None of us knows what the future has in store or what challenges we might have to face in the future. However, what we can do is look to others who have shown us by example that there are many facets to an individual and that there are various ways to make the most of one’s own potential. The individuals that I have chosen in the past, as well as the ones that have been chosen today, have accepted FD and then gone beyond it—they have shown great courage and have taken pride in their own accomplishments. With that inner strength, they have developed independence and self esteem. They are an inspiration to other individuals with FD because they are the leaders and the pioneers and are showing the way. To date 20 individuals have been so recognized.

                    Rachel Berger                       Jason Gross
                    Burt Levy                              Roxanne Stein
                    Ittai Bergman                        Leigh Gurewitz
                    Robert Newman                    Amy Trinkler
                    Dede Coplin-Lipsitz                Martin Jabenis
                    Kim Segal                             Naomi Walker
                    Judy Fettman                        Jacob Krieger
                    Debra Schoenholz                  Michael Weiss
                    Jackie Gage                          Alan Kudler
                    Brian Solomons                     Brett Zinman

This year I have added three more individuals. This year’s DYS-tinguished FD Adults are Veronica Segal, Andrew Sigman, and Lori Kaplan. All three of these individuals have worked hard to overcome some of their problems and have made a real effort to reach out and communicate with other FD individuals to encourage and help. They have accomplished their goals with a great deal of self-reliance and courage and they are excellent role models. I believe much of their success is due to their ability to accept FD and go beyond their anger at being affected.

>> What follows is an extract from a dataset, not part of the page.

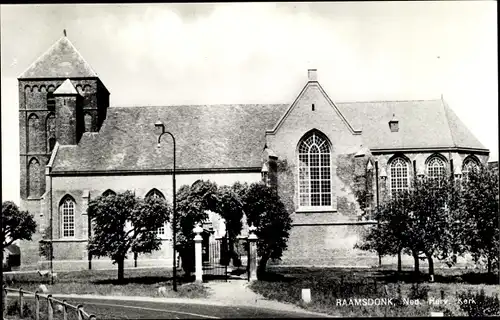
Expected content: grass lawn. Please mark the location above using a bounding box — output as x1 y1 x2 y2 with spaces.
250 266 500 317
3 268 209 299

They concentrated instead on greater goals—work, jobs, school, friends and family. They are an inspiration and should be applauded.

* * * * *

Now on a personal note I would like to thank a few individuals. First of all my staff—Dena Berlin, Alice Chaikin and Philip Giarraffa. They are essential and make the Center run efficiently and with a level of expertise that is incredible. I would also like to thank Lenore Roseman and Maryon Weill who are the heart and soul of an organization that is unique. They give 150% of themselves on a daily basis and I am sure we would not have come so far without them. Finally I want to thank the Dysautonomia Foundation as a whole and in particular the Board and their visionary Presidents. Over the years some hard decisions and choices had to be made. But these presidents, who work tirelessly without financial compensation, and rarely, if ever, are thanked for their efforts, maintained their vision and their optimism and made all the correct choices. These choices have brought us to the threshold of a new era for FD—one that will challenge us but will bear incredible rewards for our FD population.

“Success is not a place at which one arrives, but rather…the spirit with which one undertakes and continues the journey.”

—Alex Noble, “In Touch with the Present”

Let us continue our journey with continued hope!